The irregular impératif verbs in French are être (to be), avoir (to have), savoir (to know), and vouloir (to want). These four verbs are not formed based on the indicative present, but rather on the stem of the present subjunctive. We’ll cover all four of them here.

French imperative conjugation: Être

The verb être, meaning to be, is one of the most important verbs in French. Review your knowledge with our complete post on the meaning, conjugation, and use of the verb être.

Subject Être
(tu) sois
(nous) soyons
(vous) soyez


French imperative conjugation: Avoir

Like être, avoir, meaning to have, is an essential verb of the French language. Check out our guide to avoir conjugation to ensure you master it.

Subject Avoir
(tu) aie
(nous) ayons
(vous) ayez


French imperative conjugation: Savoir

Savoir is a very common verb meaning to know in French. For an explanation of savoir, and of the other French word which translates as to know, check out our post on savoir vs connaître.

Subject Savoir
(tu) sache
(nous) sachons
(vous) sachez


French imperative conjugation: Vouloir

Vouloir means to want in French, and has a lot of nuances depending on its tense and how it’s used.

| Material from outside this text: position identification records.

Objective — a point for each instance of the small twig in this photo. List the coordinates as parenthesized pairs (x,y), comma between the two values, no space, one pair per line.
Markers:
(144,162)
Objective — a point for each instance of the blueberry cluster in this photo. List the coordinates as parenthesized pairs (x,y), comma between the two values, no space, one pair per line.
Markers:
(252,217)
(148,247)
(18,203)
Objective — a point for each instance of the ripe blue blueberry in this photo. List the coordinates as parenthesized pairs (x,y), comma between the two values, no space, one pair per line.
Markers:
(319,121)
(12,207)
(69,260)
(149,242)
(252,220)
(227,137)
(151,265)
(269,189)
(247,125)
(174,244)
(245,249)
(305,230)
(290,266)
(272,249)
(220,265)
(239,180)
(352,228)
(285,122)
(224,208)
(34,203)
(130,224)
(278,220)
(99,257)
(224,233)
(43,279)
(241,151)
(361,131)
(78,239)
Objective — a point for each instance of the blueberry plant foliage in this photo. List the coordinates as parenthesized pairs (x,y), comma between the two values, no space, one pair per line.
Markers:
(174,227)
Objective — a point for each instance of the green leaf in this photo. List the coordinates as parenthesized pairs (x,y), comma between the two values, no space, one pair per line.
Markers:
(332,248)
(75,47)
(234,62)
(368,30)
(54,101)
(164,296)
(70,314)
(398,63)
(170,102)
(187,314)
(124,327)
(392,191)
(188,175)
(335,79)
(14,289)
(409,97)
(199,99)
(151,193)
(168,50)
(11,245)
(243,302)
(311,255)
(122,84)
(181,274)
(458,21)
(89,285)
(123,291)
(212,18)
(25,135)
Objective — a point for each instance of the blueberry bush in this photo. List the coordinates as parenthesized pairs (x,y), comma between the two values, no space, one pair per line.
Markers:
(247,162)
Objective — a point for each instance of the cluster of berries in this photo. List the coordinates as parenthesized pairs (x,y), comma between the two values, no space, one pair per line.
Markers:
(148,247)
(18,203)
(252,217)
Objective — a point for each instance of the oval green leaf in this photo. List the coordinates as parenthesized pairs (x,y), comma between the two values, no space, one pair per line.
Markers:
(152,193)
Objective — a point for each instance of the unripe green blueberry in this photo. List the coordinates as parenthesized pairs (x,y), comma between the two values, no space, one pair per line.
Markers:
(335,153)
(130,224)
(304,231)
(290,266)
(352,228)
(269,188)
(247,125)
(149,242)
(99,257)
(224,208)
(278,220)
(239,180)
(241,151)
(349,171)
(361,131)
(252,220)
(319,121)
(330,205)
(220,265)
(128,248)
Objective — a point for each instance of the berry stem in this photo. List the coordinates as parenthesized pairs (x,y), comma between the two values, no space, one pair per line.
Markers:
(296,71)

We cover this verb in detail in our post on how to use vouloir in French.

Subject Vouloir
(tu) veuille
(nous) veuillons
(vous) veuillez

French impératif passé

All the previous explanations about l’impératif were dealing with the present tense of the imperative mood. There also exists a past imperative tense in French: the impératif passé. It is rarely used, however.

L’impératif passé is a compound tense, which means that it is formed of a conjugated auxiliary verb (either avoir or être) and the past participle. Thus, by conjugating the auxiliary verb in the present impératif and adding the past participle, we get the impératif passé.

For a more detailed explanation on forming compound tenses, we can recommend our post on the passé composé.

The impératif passé is essentially used to command that something be done before a certain moment.

  • Have your room cleaned before dad comes back! – Aie rangé ta chambre avant que papa ne rentre !
  • Please everyone, be gone before my parents get home. – S’il vous plaît, soyez partis avant que mes parents ne rentrent.
  • Have your homework handed in by the end of the week. – Ayez rendu vos devoirs avant la fin de la semaine.


L’impératif is quite a useful tense to know, as it’s used to give orders, prohibit actions, or even make requests.

Fortunately, making French commands with the l’impératif is fairly straightforward, as long as you already know your imperative present tense: aside from the rule whereby -er verbs usually drop their final -s in the tu conjugations, the impératif conjugation is the same as the présent de l’indicatif. There are only four irregular verbs in the French imperative, which we covered here.

The trickiest aspect of this tense is to correctly place the object pronouns: after the verb in an affirmative command, including the use of hyphens and the stressed pronouns moi and toi, and before the verb in a negative command. In any case, French speakers may themselves be quite flexible on that rule, especially in spoken language.